Tessa tried not to bite her tongue as Veronica’s electromagnetic pulse sent every muscle in her body into spasms.
The fishmen dropped her as they too started to seize up.
Tessa stood up with a groan. “That hurt!”
“Sorry!” Veronica called down. “Here!”
Something metal glinted in the torchlight as it spun through the air.
Tessa grinned.
She caught her kanabo in one hand.
“You fuckers are dead!”
Tessa laid into the downed fishmen like their head’s were watermelons and she was Gallagher. She had never understood why her father had found those old videos so hilarious. As she pulped fishmen heads, she, perhaps, started to understand.
“Tessa! Catch!” Veronica threw a bag down.
Tessa already knew what was inside. She felt it through her magnetic abilities. She caught it and immediately pulled a handful of the contents out.
She locked eyes with the old cultist lady staring down with undisguised hatred. “Block this,” she snapped her hand out and magnetically accelerated a handful of nuts and bolts at the old lady.
“Mage Shield!”
The pervy fat guy again. Except this time, his magic shield didn’t hold up beyond the first few projectiles. The shield shattered and the cultists in the third level box ducked down to avoid the metal rain. Not all were quick enough. A few fell with holes in their bodies.
The cultists weren’t shooting down at Tessa. They were busy with Nila coming from one direction, while Veronica and Mom attacked in the other.
Here and there cultists seized up and dropped over the railing down to the first level thanks to Veronica’s targeted pulses.
The less said about the grossness that happened to the cultists her mom touched, the better, as far as Tessa was concerned. She’d ask her mom about it later.
Tessa wasn’t sure what to do next when the answer presented themselves in the form of more fishmen coming out of the tunnels all around her.
Good.
They all deserved to die and they saved her the trouble of hunting them down.

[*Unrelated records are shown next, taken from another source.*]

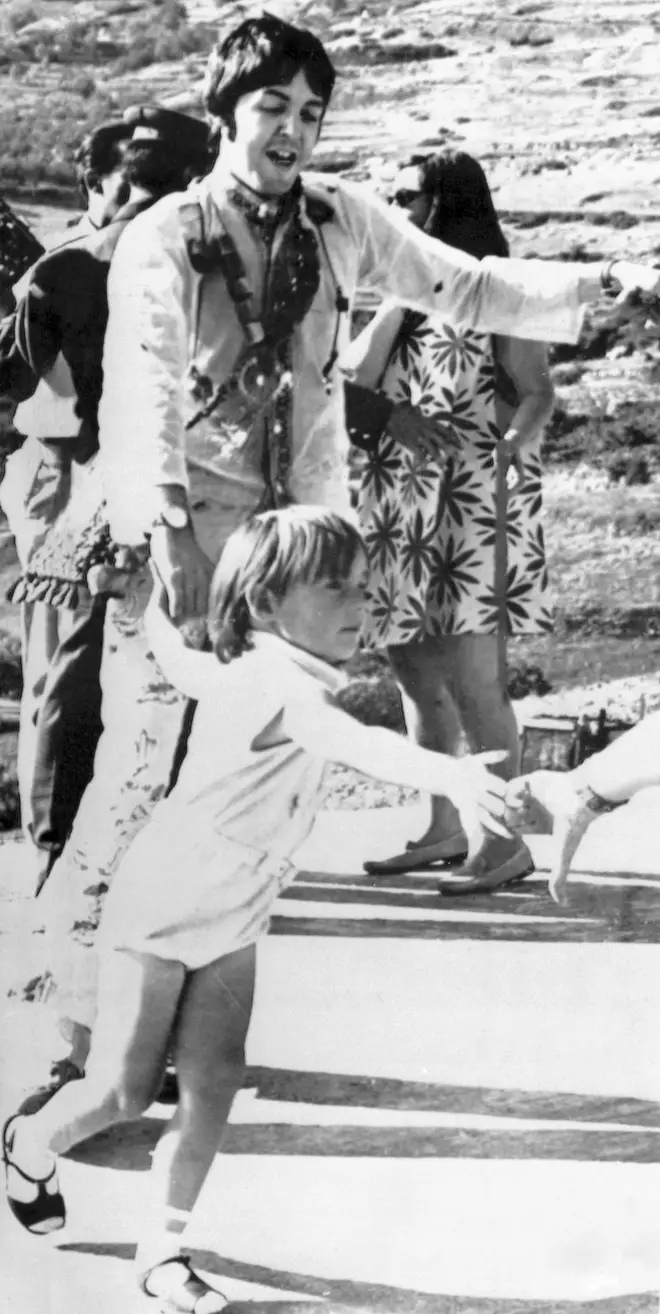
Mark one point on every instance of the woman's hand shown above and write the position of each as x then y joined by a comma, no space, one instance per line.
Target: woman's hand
510,447
184,570
424,436
638,301
479,798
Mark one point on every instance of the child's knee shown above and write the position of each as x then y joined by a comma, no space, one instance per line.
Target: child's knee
129,1099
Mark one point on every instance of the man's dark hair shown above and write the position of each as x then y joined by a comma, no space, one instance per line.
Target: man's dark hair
99,154
462,209
263,51
161,167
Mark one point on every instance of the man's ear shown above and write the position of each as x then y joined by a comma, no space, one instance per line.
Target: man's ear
259,605
92,181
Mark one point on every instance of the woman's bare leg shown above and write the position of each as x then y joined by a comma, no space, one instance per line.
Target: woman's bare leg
476,676
433,720
209,1058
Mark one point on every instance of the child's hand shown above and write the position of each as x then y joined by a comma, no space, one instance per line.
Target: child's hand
479,798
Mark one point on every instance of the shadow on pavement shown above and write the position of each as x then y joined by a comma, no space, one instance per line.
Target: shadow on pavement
343,1296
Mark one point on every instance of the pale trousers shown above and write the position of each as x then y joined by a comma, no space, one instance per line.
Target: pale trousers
142,718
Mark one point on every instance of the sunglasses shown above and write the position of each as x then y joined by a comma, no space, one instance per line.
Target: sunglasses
404,199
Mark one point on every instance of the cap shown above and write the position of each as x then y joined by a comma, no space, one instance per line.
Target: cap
100,139
154,122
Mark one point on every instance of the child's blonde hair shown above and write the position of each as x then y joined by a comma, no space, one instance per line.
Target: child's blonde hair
268,553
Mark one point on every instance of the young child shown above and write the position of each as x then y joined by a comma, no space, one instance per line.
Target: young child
195,892
573,799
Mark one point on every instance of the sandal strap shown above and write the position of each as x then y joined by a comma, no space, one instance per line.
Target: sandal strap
11,1163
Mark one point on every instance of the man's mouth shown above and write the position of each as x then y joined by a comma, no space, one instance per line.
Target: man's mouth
282,158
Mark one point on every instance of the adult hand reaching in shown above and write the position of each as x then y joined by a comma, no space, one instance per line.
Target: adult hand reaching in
638,301
184,570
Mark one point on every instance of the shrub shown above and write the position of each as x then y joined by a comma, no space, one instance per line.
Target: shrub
20,15
629,468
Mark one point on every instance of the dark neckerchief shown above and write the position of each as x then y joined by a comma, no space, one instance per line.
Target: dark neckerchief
263,372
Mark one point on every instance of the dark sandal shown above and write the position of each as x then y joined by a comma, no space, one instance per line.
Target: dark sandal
44,1214
197,1296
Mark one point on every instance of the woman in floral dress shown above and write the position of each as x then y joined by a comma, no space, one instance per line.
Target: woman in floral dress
456,563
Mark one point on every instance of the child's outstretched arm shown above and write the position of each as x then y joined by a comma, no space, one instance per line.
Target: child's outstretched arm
331,733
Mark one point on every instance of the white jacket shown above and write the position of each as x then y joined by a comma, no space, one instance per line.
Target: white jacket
165,318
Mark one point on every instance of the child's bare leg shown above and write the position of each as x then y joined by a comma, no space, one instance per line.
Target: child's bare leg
138,996
576,798
209,1058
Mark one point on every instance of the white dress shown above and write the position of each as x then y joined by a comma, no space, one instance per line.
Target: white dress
201,878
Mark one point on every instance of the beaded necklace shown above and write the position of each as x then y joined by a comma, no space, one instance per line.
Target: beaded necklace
260,386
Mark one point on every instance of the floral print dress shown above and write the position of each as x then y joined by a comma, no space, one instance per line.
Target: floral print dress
442,559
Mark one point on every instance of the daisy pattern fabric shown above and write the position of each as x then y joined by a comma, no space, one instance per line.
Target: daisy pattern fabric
438,563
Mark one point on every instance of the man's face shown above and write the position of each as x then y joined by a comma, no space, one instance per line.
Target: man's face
276,129
113,188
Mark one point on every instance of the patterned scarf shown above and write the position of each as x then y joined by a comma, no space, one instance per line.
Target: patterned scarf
260,388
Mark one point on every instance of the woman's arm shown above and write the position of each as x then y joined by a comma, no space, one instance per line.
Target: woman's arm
526,364
329,732
366,360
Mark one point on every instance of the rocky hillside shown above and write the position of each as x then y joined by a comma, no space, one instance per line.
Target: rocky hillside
558,99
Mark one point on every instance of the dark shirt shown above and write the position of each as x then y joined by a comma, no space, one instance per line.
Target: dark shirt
65,309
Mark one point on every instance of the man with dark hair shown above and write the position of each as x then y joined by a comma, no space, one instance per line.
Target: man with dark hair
51,354
100,175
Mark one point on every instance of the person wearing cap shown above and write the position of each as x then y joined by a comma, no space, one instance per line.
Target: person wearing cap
229,309
37,478
54,354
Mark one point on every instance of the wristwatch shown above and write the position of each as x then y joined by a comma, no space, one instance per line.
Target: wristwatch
174,518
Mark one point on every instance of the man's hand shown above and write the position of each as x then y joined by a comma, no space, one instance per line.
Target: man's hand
636,309
184,570
424,436
510,448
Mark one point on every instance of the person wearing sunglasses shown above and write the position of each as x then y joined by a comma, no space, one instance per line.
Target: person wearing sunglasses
456,565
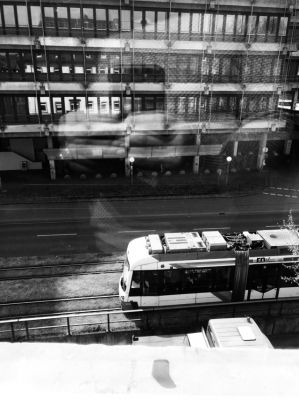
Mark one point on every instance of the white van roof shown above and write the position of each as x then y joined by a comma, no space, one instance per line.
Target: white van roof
238,332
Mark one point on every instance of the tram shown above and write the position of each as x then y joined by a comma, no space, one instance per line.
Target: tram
208,267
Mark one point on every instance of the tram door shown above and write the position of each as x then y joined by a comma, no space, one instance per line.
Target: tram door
150,288
262,282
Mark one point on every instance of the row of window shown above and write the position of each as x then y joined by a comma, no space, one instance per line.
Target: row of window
32,108
142,67
95,21
200,280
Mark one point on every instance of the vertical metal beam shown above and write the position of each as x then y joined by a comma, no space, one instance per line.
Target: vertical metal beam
241,273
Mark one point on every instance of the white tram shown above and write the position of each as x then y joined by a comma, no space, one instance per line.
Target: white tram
189,268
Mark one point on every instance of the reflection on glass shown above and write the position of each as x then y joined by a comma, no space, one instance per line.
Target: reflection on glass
22,16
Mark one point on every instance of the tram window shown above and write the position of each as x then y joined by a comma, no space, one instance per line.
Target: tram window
287,275
150,283
172,281
263,277
135,289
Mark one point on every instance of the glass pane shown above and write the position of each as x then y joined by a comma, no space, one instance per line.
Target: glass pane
185,22
251,25
36,16
196,23
161,25
101,19
125,20
230,24
207,23
57,105
273,24
219,23
49,17
3,63
32,105
240,25
283,26
150,21
9,16
62,17
138,21
173,22
113,20
88,18
22,16
262,25
75,18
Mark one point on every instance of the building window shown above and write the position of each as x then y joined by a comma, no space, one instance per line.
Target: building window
57,105
262,25
161,23
149,104
251,25
115,105
113,20
185,22
240,24
32,105
283,26
137,104
36,16
219,24
9,16
45,105
196,23
207,24
22,16
230,24
273,24
88,19
126,20
173,22
101,19
75,18
149,21
49,17
62,17
3,63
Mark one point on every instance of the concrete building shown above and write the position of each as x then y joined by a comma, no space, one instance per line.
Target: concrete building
86,86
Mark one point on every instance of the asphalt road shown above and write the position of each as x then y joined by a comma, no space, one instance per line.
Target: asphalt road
106,226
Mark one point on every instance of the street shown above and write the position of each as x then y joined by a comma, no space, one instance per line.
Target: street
105,226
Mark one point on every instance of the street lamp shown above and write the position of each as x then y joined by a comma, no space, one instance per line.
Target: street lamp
229,160
131,159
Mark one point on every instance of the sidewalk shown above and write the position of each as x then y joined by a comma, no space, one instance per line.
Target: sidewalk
35,186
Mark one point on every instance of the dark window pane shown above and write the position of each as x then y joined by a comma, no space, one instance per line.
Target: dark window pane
150,283
9,16
125,20
113,20
75,18
22,16
135,289
36,16
49,17
62,17
88,18
101,19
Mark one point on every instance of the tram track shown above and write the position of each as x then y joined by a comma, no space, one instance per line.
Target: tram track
59,270
56,306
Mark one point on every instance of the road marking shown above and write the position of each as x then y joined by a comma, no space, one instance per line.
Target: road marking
58,234
209,229
142,230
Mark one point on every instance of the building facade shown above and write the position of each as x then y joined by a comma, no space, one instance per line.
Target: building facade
87,85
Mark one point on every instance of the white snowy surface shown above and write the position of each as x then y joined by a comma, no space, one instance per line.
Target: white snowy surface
96,371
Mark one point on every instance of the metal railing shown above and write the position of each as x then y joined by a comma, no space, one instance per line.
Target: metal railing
177,318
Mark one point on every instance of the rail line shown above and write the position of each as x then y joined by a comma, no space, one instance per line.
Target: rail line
53,271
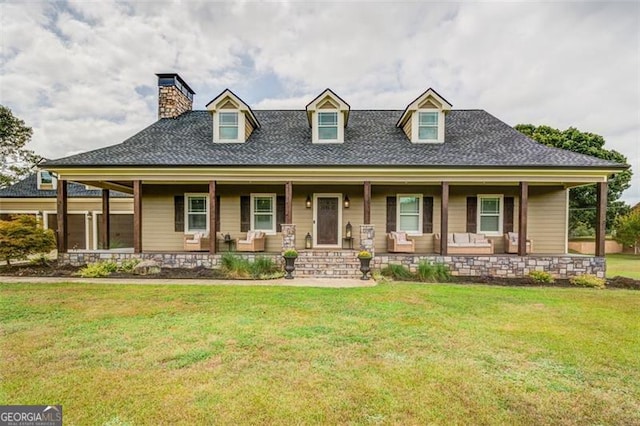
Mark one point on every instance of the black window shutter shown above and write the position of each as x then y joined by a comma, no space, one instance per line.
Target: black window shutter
280,200
427,215
245,213
507,220
178,213
391,214
472,212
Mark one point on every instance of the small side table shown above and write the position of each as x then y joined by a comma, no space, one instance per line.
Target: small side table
349,241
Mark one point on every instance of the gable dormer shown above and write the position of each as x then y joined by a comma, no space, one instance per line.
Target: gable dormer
328,115
423,119
233,120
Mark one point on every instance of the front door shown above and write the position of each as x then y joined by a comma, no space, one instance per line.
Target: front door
327,220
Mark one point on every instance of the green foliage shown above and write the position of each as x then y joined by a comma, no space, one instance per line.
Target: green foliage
628,229
582,200
98,269
18,162
24,236
432,272
541,277
588,280
397,272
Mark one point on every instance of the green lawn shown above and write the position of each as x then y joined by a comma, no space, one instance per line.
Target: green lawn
626,265
392,354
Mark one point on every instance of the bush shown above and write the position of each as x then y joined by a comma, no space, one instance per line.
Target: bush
98,269
397,272
541,277
588,281
432,272
23,236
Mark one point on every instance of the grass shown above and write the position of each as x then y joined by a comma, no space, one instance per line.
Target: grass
626,265
392,354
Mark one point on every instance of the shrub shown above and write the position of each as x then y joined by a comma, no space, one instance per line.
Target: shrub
541,277
397,272
22,237
98,269
587,280
432,272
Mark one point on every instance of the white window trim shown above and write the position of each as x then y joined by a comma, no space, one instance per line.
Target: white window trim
420,214
315,127
273,197
415,126
188,195
500,215
216,126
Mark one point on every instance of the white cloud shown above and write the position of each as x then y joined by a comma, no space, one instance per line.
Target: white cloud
71,70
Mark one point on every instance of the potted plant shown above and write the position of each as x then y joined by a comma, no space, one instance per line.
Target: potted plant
365,263
290,256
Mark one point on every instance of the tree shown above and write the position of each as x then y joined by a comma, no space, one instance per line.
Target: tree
19,162
23,236
582,200
628,230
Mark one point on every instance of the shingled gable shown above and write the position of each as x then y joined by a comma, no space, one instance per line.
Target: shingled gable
233,119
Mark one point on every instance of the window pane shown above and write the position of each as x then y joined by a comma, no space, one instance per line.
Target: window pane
489,224
228,132
264,222
197,222
490,206
328,118
263,204
429,118
409,205
328,133
229,118
409,223
428,133
197,204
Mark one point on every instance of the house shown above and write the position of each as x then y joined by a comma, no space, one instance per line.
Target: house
303,176
36,196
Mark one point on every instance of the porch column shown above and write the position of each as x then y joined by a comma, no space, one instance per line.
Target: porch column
61,209
105,224
522,218
444,218
213,220
601,218
137,216
367,203
288,202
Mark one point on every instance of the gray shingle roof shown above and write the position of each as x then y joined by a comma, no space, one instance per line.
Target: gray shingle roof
472,138
28,188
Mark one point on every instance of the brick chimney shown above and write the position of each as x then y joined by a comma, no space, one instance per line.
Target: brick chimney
174,96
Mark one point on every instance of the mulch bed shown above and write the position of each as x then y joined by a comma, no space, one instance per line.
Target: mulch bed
52,269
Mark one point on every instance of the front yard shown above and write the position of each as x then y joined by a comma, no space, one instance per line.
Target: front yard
401,354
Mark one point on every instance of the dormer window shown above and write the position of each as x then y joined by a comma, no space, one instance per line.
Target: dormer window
328,115
228,127
423,119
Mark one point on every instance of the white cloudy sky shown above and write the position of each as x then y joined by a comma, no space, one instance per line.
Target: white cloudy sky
82,73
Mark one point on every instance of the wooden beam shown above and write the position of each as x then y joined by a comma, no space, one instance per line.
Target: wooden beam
288,202
367,202
106,220
137,216
213,232
601,218
523,207
61,209
444,218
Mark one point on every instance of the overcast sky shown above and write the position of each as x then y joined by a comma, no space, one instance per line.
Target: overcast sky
81,74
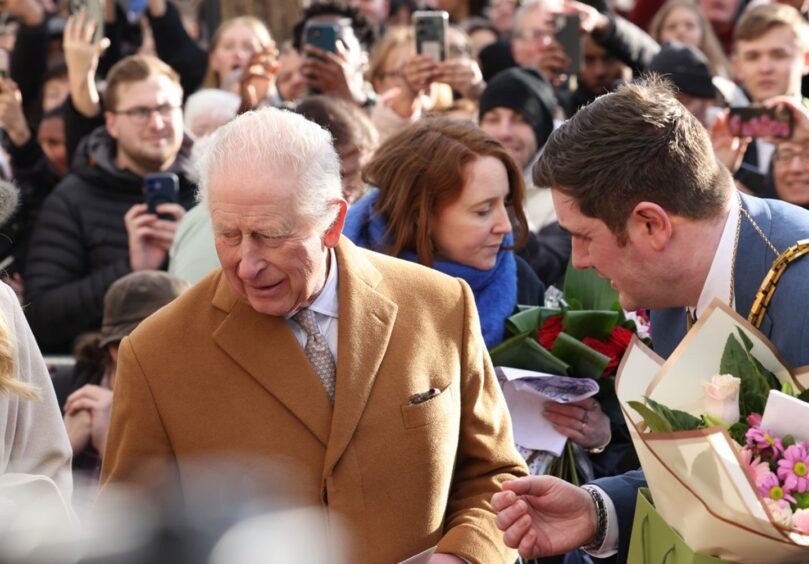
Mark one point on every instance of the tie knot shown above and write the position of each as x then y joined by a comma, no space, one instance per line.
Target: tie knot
306,319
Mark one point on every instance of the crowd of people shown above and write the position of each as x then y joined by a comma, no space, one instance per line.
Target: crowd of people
280,337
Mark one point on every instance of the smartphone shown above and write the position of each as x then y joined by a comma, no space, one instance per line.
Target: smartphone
569,36
5,63
161,188
95,13
431,33
760,122
322,35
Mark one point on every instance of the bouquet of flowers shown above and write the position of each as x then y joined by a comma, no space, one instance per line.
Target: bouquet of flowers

“Foolish child!” the old cultist lady stood up. Her hands on the broken stone railing that Tessa had just shot to pieces.
Tessa had to give it to the old lady.
“Are you that crazy? You’d stand up when I’ve got a handful of metal ready to send your way?”
“The Deep Azure protects me. I am the Grand Priestess. Your earthly powers cannot harm me, so long as I have faith.”
“So… crazy it is then,” Tessa shrugged.
The old lady looked down haughtily, like old school royal family style. Tessa had watched the show with her mom before Netflix stopped existing ten years ago.
“You’ve done nothing, but delay the ritual. If you don’t wish the honor, then perhaps your mother or sister will serve,” the old lady smiled.
“Over my de—” Tessa frowned. “Let’s make that, your dead bodies, in that we will kill you all before any of your evil, creepy rituals have a chance of happening.”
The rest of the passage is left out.